[nagdu] Going to Jail - and the ICU

Elizabeth Rene emrene at earthlink.net
Sat Oct 16 03:01:11 UTC 2010


In law school, (1975-78), I worked for the St. Louis County, Missouri 
Public Defender  through the school's criminal law clinic.  I went to jail 
all the time to interview defendants.  The guards were skittish about what 
my first guide dog, Ingram,  would do if he "got loose," but Ingram and I I 
were always treated with respect by attorneys, witnesses, and defendants 
alike.

Ingram, his successor, Fiesta, and I prosecuted criminal offenses in Seattle 
for nine years, going daily to the municipal and superior courts, and 
regularly to the Court of Appeals, and to the State Supreme Court.  We never 
had a problem, except with the occasional snarky defense attorney who tried 
to attack me through my blindness or my dog.  None of that succeeded, though 
snarkiness can be a big part of  trial practice.  I practiced civil law for 
seven years after that, but rarely went to court.

Later, as an Episcopal seminarian preparing for the priesthood, I trained at 
several hospitals to be a board certified chaplain.  I regularly visited the 
ICU's in every institution, but was never barred from taking my dog there. 
I did keep him out of isolation units with communicable disease protocols in 
force for everyone, and learned to protect him against upsetting situations 
for him, such as emergency calls where people were belligerent or 
distraught, where the patient was actively dying or dead, the adult cancer 
unit, and the post-cardiac surgery unit, where he absolutely hated to go.
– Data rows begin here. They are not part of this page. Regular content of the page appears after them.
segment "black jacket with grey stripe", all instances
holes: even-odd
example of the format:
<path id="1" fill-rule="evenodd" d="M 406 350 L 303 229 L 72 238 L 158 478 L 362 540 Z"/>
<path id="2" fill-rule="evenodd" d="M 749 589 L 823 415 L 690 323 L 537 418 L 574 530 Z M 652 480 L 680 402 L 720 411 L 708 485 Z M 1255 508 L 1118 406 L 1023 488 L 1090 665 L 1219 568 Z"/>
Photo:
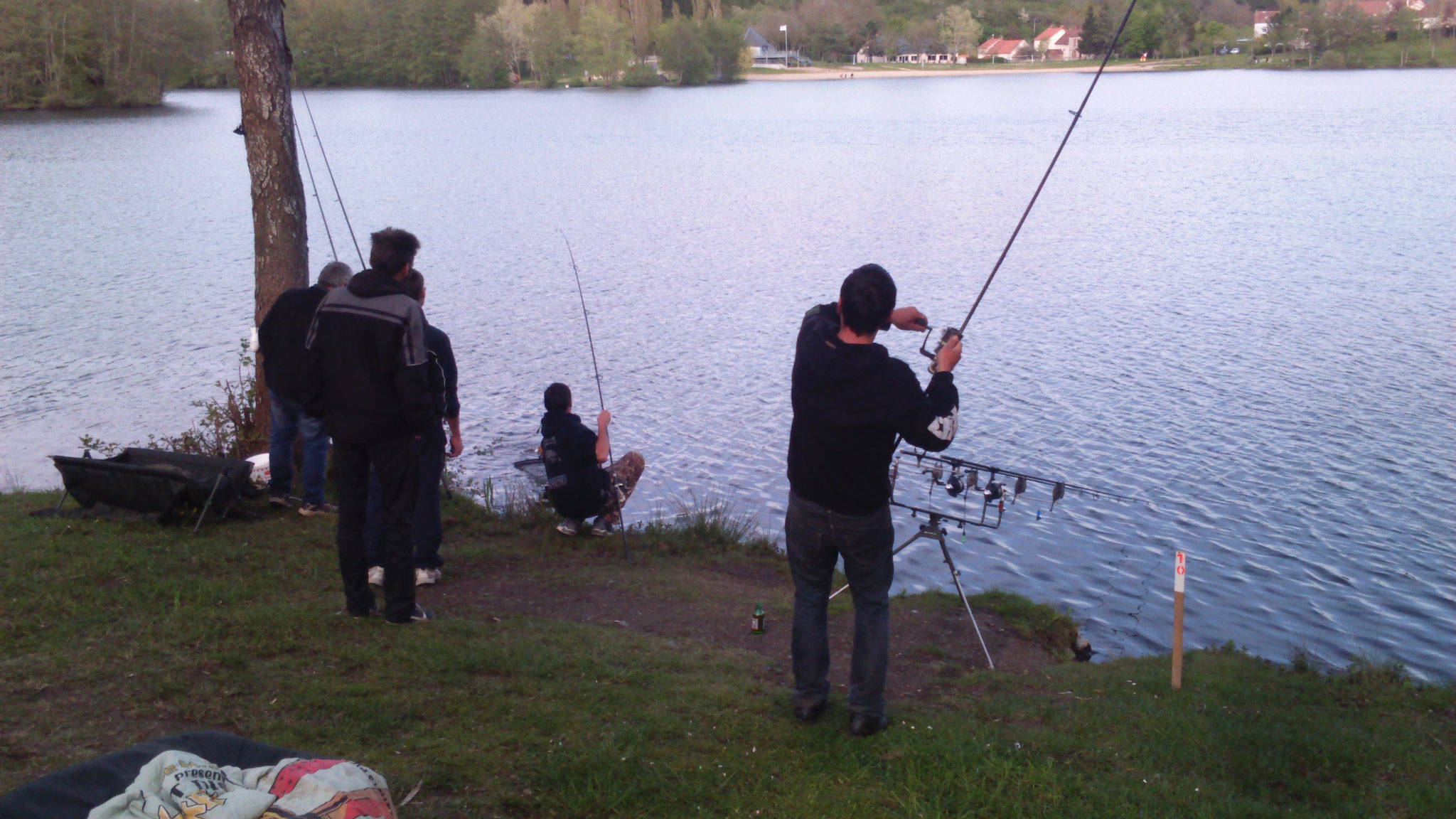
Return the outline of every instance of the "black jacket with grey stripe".
<path id="1" fill-rule="evenodd" d="M 869 514 L 890 501 L 895 436 L 941 452 L 955 439 L 960 393 L 951 373 L 920 391 L 910 364 L 879 344 L 839 340 L 839 312 L 804 316 L 794 356 L 789 488 L 840 514 Z"/>
<path id="2" fill-rule="evenodd" d="M 304 408 L 344 443 L 419 434 L 440 423 L 444 396 L 431 377 L 425 313 L 393 277 L 361 271 L 319 305 L 304 356 Z"/>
  Everywhere we went, the doctors and nurses loved my dog, seeing him as a 
stress reducer for themselves and their patients.  Patients and their 
families enjoyed his visits too, and we were often called upon specifically 
to visit as a team to comfort a particular child or adult.  If a patient was 
afraid of dogs, or claimed to be allergic, that patient's wishes were 
honored.

There are a lot of smells in hospitals that can intimidate a dog, though, I 
think, and the presence of highly-charged emotion, life-threatening illness, 
and actual death,  (as in a Level I trauma center with many ICU's), can 
truly put a dog's sense of his own and his handler's safety to the test.  My 
dog Wilson taught me the limits of his own endurance, and accommodating 
those boundaries by leaving him in a secure and comfortable place to work on 
my own in the threatening situation increased my effectiveness in ministry.

I think that each guide dog and human team who wanted to would learn to 
negotiate the conditions in jails and hospitals as best befitted their own 
personalities and working styles.  My only caveat might be that there can be 
some situations so intense that one's full attention has to be given to the 
human encounter, and the guide dog present there might not get the 
supervision and support he deserves and needs.